Perder a cada contrato Limitações legais é queixa que também se repete nesta escola. Basta lembrar - avisa José Alberto Ramos - que para organizar turmas com menos alunos do que o legalmente estipulado, só com autorização da tutela, "mas isso é o que todas escolas têm de fazer". Desde 2007 que o director da secundária de Matosinhos diz que vê a sua autonomia a encolher. Se antes tinham margem para gerir as verbas poupadas nas despesas de funcionamento, esse prémio de gestão foi retirado na renovação do contrato e todas as receitas próprias têm agora de ser entregues ao ministério.
Ainda assim, defende o director do agrupamento de escolas Ferreira de Castro, a autonomia vai permitir uma maior flexibilidade para gerir horários, métodos ou estratégias de avaliação. "Desde que isso não implique ultrapassar as balizas da lei", esclarece António Castel-Branco. São algumas vantagens que, contudo, não chegam para provocar "grandes mudanças" nas rotinas das escolas de Sintra.
Vantagens extra "O quotidiano não se vai alterar muito, teremos uma maior autonomia para gerir por exemplo o currículo, mas a margem de liberdade não é muito grande", conta Maria Gabriela Silva, do agrupamento Filipa de Lencastre, em Lisboa.

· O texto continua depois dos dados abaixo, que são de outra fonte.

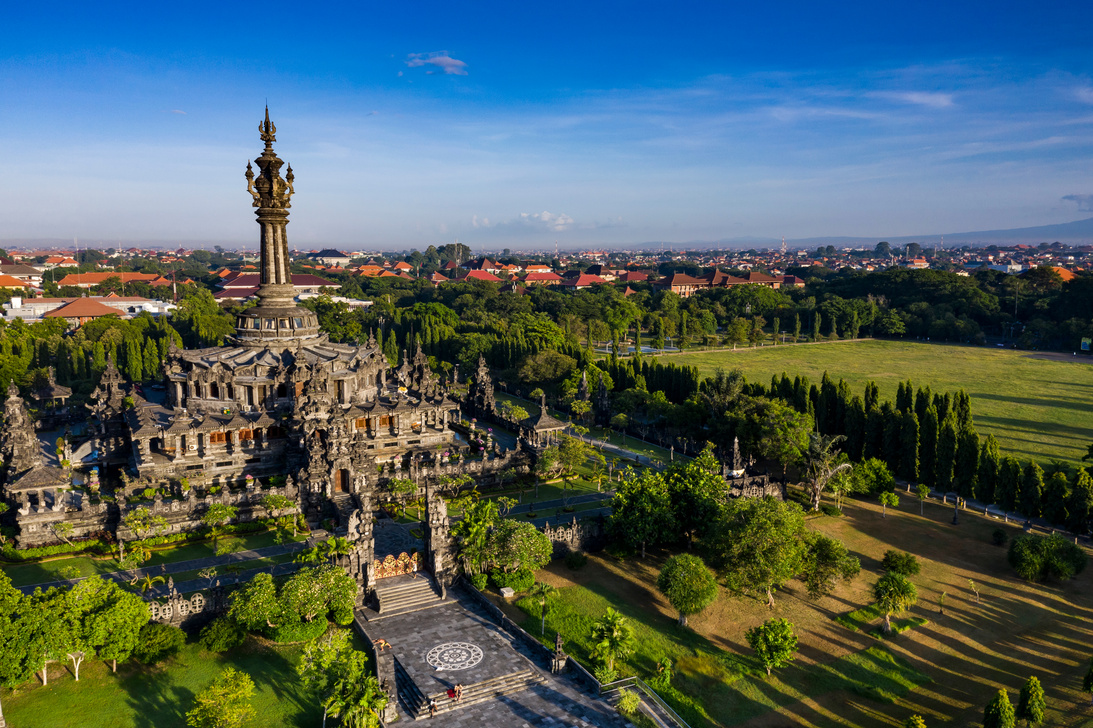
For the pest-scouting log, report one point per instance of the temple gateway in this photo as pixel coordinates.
(279, 409)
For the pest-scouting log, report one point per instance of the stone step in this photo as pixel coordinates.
(481, 693)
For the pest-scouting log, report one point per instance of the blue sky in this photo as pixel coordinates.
(516, 125)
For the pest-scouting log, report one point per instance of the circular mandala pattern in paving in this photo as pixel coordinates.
(454, 656)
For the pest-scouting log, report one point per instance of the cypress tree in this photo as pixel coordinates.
(987, 474)
(908, 446)
(947, 454)
(923, 400)
(151, 359)
(874, 434)
(1009, 484)
(134, 366)
(928, 446)
(999, 713)
(1080, 503)
(892, 442)
(966, 465)
(1056, 495)
(1031, 703)
(1031, 497)
(855, 429)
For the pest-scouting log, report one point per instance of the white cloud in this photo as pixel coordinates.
(557, 222)
(930, 98)
(441, 59)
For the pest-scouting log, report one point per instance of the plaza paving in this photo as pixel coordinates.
(477, 650)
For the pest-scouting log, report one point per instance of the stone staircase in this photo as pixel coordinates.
(415, 704)
(344, 504)
(399, 595)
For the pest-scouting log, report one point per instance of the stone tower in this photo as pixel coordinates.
(277, 319)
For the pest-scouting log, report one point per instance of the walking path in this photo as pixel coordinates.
(192, 565)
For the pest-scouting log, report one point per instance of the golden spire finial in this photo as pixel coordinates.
(267, 129)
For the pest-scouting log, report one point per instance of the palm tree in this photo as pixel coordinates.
(824, 461)
(613, 637)
(150, 582)
(893, 594)
(542, 593)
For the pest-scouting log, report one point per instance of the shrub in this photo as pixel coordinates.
(629, 702)
(1042, 559)
(157, 643)
(575, 560)
(518, 580)
(606, 674)
(222, 634)
(900, 562)
(297, 631)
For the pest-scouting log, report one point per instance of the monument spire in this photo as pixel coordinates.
(277, 317)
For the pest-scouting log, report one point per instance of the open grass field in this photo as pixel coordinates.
(141, 696)
(43, 572)
(945, 667)
(1037, 406)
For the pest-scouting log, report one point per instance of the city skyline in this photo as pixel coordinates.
(590, 127)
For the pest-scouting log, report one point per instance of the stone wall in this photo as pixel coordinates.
(586, 535)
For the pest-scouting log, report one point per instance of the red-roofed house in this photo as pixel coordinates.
(583, 281)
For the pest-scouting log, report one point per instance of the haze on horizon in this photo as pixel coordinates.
(518, 126)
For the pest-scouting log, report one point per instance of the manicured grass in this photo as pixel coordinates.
(141, 696)
(945, 668)
(1037, 406)
(49, 571)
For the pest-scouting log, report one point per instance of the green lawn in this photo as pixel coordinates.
(155, 697)
(1036, 404)
(49, 571)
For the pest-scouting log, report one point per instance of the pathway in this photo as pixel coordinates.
(192, 565)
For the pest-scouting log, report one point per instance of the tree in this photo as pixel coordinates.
(889, 498)
(900, 562)
(1031, 495)
(893, 595)
(966, 464)
(999, 713)
(1056, 494)
(216, 515)
(142, 523)
(1080, 503)
(947, 454)
(642, 512)
(923, 492)
(1031, 703)
(224, 703)
(825, 562)
(823, 462)
(1046, 558)
(514, 546)
(774, 643)
(542, 594)
(109, 619)
(688, 585)
(757, 544)
(612, 637)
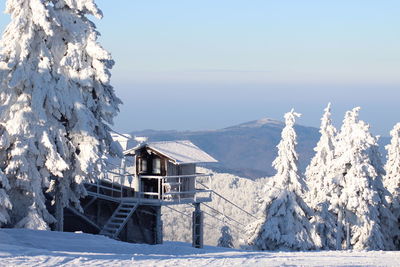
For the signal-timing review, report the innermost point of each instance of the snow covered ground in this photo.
(21, 247)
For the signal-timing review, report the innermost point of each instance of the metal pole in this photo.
(339, 231)
(197, 227)
(348, 236)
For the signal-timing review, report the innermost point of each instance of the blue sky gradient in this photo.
(210, 64)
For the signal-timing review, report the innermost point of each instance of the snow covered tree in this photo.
(320, 185)
(391, 179)
(5, 203)
(56, 103)
(358, 173)
(226, 239)
(285, 225)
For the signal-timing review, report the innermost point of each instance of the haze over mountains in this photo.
(247, 149)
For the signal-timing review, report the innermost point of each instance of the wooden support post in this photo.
(197, 227)
(159, 226)
(339, 230)
(59, 212)
(347, 236)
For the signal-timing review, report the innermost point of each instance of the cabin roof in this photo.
(181, 152)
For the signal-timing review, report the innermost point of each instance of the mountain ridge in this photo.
(246, 149)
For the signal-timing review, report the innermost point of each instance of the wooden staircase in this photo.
(119, 218)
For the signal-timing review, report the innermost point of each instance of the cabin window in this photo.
(157, 166)
(143, 166)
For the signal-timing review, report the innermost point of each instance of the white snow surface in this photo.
(23, 247)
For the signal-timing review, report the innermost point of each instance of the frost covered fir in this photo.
(321, 186)
(56, 102)
(360, 202)
(391, 179)
(285, 225)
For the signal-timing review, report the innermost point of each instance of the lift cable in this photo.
(230, 202)
(225, 222)
(226, 216)
(186, 215)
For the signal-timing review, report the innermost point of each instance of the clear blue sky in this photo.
(209, 64)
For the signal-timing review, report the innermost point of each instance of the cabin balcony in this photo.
(154, 190)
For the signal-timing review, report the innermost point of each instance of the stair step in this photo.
(124, 209)
(114, 223)
(110, 230)
(122, 213)
(117, 219)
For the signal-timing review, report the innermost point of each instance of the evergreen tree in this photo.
(56, 102)
(5, 203)
(226, 239)
(320, 186)
(357, 172)
(286, 225)
(391, 180)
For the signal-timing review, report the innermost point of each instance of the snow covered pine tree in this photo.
(391, 179)
(320, 186)
(56, 103)
(285, 225)
(360, 203)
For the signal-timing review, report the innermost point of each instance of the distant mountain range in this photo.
(247, 149)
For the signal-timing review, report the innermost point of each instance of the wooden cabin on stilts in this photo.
(126, 203)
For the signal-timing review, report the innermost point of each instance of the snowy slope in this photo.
(20, 247)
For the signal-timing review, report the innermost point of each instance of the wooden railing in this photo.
(170, 189)
(178, 188)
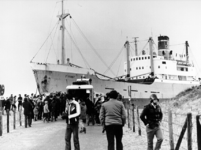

Se no final deste processo, há mais lamúrias do que motivos para festejar resta perceber então porque é que as direcções escolares aceitaram o desafio que o ministério lançou no início deste Verão. A maior fatia dos pedidos ficou pelo caminho, mas entre uma ronda negocial e outra, os directores dizem que acabaram por conquistar mais alguns recursos e vantagens extra do que as outras escolas.
O agrupamento Filipa de Lencastre ganhou um psicólogo a tempo inteiro, o que para a directora foi uma conquista histórica: "No ano passado tínhamos um a meio tempo para 1500 alunos e nos anos anteriores nenhum." As escolas vão finalmente poder contar com um técnico para fazer orientação vocacional dos alunos e para trabalhar com a equipa de ensino especial. O acordo vai permitir ainda contratar um professor que irá entrar nas salas do 2.º ciclo, acompanhar alunos, articular estratégias com professores ou fazer propostas para melhorar o ensino.
Uma assistente social para acompanhar sobretudo alunos e famílias carenciadas foi a principal vantagem que a Secundária Eça de Queirós teve com os dois contratos de autonomia assinados em 2007 e 2012. Ou uma terapeuta da fala para a integrar a equipa de ensino especial e um professor de português para apoiar os alunos imigrantes foram os prémios para as escolas Ferreira de Castro, em Sintra.